“Fully funded” social care plan – still needed

Louise Campbell

Tory health secretary Jeremy Hunt would like to have us believe that he’s a hero of the elderly. He has announced plans that will supposedly tackle the scandal of people having to sell their houses to pay for elderly care. Shockingly 40,000 people are forced to do this every year under the current system.

The “fully funded” plan includes capping the cost of social care to individuals at £75,000 over their lifetime and increasing from £23,250 to £123,000 the assets you have to own before having to contribute.

Drop in the ocean

Any measures which relieve the burden of the cost of elderly care on the poorest people should be welcomed.

But £75,000 is still a devastatingly high cap.

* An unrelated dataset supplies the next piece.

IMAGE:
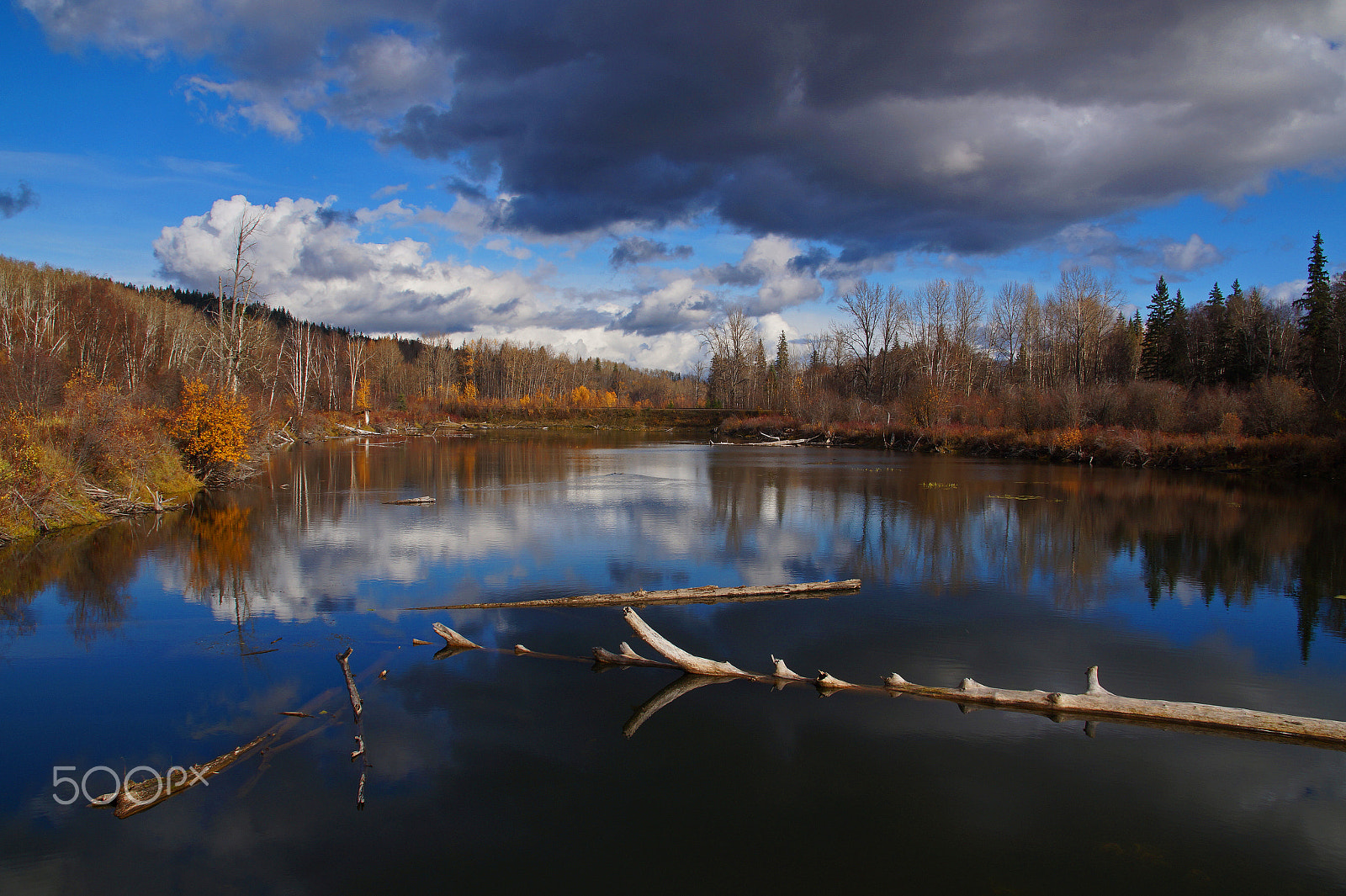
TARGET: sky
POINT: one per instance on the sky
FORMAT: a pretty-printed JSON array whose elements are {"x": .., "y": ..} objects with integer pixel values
[{"x": 610, "y": 177}]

The National Pensioners Convention has pointed out that the proposed cap would “help only 10% of those needing care, while the majority will be left to struggle on with a third-rate service.” The cap does not include board and lodging if needed.

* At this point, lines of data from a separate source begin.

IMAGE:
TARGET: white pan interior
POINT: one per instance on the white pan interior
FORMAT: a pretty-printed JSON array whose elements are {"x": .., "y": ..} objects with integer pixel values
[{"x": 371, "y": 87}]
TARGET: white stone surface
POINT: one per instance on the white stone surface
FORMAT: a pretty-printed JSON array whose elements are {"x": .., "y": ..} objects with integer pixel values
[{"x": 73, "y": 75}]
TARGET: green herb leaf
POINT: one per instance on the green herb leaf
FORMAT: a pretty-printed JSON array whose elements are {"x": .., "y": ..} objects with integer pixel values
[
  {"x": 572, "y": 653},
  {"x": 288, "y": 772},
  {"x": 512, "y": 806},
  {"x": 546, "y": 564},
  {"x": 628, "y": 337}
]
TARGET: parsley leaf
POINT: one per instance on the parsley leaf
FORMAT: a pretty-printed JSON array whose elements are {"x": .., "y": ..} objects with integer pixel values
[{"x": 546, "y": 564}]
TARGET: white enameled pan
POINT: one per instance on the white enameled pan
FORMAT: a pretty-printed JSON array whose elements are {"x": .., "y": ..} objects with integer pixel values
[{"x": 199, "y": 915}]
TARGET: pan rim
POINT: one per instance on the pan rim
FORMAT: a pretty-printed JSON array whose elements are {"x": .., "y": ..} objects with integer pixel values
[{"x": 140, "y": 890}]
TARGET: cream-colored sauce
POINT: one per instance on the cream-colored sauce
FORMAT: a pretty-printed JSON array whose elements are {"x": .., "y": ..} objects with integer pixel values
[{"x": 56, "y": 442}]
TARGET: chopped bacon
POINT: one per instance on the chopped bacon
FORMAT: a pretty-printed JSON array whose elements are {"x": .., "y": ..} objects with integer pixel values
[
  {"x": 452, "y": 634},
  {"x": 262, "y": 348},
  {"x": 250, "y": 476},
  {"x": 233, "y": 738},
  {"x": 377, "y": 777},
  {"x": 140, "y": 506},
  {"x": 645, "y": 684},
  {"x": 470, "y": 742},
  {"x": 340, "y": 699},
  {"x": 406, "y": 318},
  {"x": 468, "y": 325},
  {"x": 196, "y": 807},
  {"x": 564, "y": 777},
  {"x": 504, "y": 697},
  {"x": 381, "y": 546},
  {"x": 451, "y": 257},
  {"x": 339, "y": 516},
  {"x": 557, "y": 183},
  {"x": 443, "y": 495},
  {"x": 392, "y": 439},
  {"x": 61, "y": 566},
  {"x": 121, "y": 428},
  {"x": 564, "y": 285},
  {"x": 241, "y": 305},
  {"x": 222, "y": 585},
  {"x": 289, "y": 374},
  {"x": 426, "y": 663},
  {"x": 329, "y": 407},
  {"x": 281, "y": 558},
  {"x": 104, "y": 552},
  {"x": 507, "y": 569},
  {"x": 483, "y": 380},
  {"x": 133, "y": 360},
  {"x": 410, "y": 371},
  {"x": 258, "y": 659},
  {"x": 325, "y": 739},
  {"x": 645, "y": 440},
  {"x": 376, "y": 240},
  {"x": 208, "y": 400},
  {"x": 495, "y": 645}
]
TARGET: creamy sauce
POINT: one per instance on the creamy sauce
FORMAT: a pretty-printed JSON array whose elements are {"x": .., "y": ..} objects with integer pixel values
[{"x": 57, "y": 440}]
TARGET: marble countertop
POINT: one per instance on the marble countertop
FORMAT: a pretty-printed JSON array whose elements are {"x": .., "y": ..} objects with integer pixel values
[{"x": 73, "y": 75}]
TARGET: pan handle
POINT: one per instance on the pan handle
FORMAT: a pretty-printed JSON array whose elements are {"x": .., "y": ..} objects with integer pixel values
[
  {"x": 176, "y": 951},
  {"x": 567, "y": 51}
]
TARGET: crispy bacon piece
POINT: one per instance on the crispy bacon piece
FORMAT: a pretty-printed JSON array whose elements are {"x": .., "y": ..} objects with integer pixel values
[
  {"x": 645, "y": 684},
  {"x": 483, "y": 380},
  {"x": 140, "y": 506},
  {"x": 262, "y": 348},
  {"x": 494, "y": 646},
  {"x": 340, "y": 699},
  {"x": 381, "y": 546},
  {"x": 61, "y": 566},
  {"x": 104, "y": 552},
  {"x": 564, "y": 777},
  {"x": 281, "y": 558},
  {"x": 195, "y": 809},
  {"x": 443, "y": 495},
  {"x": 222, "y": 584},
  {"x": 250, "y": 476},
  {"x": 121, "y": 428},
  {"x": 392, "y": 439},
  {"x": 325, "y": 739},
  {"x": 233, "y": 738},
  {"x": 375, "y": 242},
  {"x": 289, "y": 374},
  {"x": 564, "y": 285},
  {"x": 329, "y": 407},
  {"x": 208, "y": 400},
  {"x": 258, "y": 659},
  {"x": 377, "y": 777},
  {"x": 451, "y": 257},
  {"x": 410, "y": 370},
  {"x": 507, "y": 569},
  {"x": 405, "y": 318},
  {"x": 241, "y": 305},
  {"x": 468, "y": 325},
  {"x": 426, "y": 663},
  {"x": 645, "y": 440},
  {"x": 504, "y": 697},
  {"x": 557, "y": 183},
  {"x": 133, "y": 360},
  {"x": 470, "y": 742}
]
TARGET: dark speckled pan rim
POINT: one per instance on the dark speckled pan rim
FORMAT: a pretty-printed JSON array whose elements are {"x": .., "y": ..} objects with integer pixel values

And of course the gesture is pretty meaningless when social care budgets have been cut by an average of 10% across the country and privatisation has run the service into the ground, as was shown by the collapse of Southern Cross care homes in 2011.

One reason behind Hunt’s sudden apparent burst of sympathy for the elderly was shown when he said: “it makes it possible for insurance companies to offer policies, for people to have options on their pensions, so that anything you have to pay under the cap is covered”. Yet another effort to find new ways for the Tories’ big business friends to make a profit. But so far they have not shown much interest in stepping in here.

Why should we have to pay for this care from our own pockets at all? £120 billion is avoided or evaded in tax by big business every year and they have £850 billion sitting idle in their banks. The money exists in society to have a genuinely fully publicly funded and democratically run, high quality system of social care for all those who need it.